The Bulgarian backdrop is abandoned in ‘The Frog King’, the central episode in Cleanness, and the narrator fleetingly achieves his ideal of happy indifference to the scrutiny of the straight community. He and R. travel to Italy – ‘a place where we could be freer with each other’ – during the Christmas holiday. It is early enough in their relationship that ‘even annoyance was part of the pleasure we took in each other.’ As they wander around Venice and Bologna ‘in a daze of looking’, the narrator starts to forget the doubts and anxieties of his day-to-day life, and to feel ‘like part of the human race’. The moody camerawork of the Bulgarian chapters is replaced by soft filters and flattering angles (‘R. turned to me, smiling, and surely it wasn’t at that moment that the bells began to ring, it’s a trick of memory to stage it that way, but it’s how I remember it, the birds flying up, everyone turning to the Campanile, as we did, its top still bright as it caught the last of the sun’), and the loveless power-play of the sexual encounters elsewhere in the book is thrown into relief by scenes of casual erotic intimacy:
R. stepped up onto the bench, he grabbed my shoulders and turned me to face him.

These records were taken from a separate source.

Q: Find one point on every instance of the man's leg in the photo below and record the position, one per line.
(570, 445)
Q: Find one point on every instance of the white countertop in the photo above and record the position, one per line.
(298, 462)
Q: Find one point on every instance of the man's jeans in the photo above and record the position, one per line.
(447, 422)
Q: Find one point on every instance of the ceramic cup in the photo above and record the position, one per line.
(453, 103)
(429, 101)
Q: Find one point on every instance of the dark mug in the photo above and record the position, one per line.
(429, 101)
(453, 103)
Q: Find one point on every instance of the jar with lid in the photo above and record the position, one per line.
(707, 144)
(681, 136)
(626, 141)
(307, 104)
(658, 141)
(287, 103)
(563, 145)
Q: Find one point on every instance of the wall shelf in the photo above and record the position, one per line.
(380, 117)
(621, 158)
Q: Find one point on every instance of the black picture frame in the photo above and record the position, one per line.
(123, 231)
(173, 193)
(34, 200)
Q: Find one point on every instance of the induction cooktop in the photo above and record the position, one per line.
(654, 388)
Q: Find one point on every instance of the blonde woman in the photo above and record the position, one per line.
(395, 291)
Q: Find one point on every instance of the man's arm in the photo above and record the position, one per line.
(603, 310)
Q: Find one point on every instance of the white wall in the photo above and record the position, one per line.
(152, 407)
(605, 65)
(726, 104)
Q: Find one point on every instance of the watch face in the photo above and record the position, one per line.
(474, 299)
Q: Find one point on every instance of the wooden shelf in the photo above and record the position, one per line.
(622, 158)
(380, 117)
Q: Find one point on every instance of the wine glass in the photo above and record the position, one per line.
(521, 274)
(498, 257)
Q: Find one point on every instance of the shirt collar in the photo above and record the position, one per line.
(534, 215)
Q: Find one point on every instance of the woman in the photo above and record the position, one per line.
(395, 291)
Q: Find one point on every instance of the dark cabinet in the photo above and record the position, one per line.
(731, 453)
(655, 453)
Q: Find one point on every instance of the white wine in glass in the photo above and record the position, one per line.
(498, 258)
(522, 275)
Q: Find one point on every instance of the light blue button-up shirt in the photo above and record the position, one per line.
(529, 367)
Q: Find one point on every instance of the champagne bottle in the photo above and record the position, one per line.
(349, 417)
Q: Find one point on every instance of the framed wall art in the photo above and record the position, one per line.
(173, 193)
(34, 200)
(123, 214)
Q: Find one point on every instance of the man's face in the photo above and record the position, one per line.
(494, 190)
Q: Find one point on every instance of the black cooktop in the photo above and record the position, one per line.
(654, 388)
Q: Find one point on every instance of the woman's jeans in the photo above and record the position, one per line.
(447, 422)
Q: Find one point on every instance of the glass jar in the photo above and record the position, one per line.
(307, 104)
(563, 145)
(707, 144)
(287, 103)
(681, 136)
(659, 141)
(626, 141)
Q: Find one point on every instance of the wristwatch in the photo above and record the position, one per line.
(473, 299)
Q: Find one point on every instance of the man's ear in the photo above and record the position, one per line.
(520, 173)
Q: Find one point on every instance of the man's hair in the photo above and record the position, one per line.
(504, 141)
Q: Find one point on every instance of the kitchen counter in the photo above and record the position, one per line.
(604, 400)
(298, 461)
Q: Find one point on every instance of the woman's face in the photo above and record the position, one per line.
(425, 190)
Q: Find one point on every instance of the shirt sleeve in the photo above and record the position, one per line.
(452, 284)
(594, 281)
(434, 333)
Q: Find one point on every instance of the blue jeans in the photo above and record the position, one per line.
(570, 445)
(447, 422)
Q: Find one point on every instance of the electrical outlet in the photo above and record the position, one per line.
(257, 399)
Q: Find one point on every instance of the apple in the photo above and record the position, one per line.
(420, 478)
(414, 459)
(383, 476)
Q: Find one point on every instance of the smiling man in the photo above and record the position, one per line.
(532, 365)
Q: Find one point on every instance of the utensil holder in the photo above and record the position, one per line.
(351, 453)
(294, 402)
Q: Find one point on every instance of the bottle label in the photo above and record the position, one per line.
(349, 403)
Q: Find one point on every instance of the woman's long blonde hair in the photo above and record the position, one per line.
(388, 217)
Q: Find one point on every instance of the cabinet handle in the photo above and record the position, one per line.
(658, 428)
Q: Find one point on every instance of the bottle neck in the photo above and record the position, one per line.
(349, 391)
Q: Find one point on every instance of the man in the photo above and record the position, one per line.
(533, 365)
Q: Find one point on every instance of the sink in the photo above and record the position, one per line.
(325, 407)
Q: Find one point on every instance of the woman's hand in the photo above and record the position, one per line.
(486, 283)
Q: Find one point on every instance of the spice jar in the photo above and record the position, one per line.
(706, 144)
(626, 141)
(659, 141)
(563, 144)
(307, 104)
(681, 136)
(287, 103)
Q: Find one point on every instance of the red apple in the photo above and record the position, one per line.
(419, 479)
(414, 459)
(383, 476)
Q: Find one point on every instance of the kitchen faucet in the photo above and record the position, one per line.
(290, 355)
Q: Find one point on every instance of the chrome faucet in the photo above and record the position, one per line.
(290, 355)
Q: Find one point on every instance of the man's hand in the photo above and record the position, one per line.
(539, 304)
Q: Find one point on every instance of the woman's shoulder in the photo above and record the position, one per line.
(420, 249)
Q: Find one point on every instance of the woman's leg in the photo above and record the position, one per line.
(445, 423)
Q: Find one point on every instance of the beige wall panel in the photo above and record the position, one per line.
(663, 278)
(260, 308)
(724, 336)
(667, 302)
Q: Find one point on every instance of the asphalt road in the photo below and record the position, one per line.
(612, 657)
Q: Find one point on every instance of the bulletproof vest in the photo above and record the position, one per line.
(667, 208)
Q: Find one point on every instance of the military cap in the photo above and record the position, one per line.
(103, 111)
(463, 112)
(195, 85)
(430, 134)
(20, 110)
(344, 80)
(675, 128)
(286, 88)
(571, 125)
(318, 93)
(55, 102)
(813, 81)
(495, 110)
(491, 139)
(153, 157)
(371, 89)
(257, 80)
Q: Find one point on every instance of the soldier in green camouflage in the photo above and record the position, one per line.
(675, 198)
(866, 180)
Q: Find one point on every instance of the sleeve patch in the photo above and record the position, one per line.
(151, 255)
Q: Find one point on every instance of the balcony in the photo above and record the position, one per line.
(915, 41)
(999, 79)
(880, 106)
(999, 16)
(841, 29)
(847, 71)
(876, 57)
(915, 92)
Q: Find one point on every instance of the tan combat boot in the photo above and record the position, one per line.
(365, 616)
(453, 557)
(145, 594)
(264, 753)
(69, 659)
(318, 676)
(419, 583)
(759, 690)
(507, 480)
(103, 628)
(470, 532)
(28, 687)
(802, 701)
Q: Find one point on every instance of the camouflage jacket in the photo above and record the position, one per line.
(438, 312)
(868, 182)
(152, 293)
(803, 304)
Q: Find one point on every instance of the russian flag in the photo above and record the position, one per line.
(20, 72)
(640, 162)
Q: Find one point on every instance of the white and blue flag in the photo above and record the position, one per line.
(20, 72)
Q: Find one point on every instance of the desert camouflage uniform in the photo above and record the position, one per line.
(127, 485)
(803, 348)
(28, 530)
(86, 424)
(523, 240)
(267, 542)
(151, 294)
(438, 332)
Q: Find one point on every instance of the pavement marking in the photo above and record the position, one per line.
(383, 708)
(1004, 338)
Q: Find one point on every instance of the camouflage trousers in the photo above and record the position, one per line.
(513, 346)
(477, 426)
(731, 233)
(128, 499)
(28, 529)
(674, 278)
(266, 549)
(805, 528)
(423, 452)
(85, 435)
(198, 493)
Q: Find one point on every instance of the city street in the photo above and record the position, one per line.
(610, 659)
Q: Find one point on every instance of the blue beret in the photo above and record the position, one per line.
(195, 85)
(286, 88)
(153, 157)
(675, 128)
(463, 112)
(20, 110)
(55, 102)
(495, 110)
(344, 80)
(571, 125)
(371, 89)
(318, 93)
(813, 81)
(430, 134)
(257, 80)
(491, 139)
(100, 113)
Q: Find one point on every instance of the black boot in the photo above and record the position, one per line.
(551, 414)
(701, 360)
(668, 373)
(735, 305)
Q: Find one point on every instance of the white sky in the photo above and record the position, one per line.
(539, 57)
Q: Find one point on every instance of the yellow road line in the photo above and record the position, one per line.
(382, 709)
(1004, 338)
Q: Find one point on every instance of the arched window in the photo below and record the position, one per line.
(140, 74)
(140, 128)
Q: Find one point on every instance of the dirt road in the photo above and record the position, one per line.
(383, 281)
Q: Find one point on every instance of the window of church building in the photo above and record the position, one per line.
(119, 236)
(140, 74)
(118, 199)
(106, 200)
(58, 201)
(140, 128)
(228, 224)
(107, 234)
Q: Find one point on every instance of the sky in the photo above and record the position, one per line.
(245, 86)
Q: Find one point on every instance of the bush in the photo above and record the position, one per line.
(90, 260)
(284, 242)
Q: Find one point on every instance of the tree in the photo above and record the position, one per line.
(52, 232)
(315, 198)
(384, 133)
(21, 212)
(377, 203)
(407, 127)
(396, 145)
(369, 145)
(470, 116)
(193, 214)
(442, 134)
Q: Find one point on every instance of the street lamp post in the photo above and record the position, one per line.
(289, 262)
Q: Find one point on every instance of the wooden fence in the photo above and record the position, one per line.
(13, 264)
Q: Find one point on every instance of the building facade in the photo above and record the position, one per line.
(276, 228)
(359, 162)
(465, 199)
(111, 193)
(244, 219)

Now I’m the taller one, he said, and bent down to kiss me, not a chaste kiss, he gripped my hair and tilted my head farther back to probe my mouth with his tongue. I tried to pull away, laughing: it was a busy road, we were in full view of the passing cars. But he held me tight, kissing me with urgency, until I realised that exposure was the point, that he wanted to show off, here where nobody knew him, where he could be anonymous and free, could live out an ideal of candour. I felt his cock hard between us; it turned him on to show off like this, I had had no idea.
The tone is that of someone contending with matters of enormous moral heft. In What Belongs to You, the earnestness suited the somewhat harrowing plot, but here, when the subject matter is more varied, it starts to feel like a limitation, a prose style that paints happiness and heartache in the same shade of blue. The issue is one of sensibility: Greenwell is squeamish about joining in with his characters’ fun. When he praises Hollinghurst or O’Hara, it’s telling he doesn’t mention their humour. Comedy has no place in his credo about art. At one point during their Italian holiday, R. begins to stroke the narrator’s leg, without looking up from his book. ‘But I knew he wasn’t reading,’ the narrator says. ‘He was smiling just slightly.’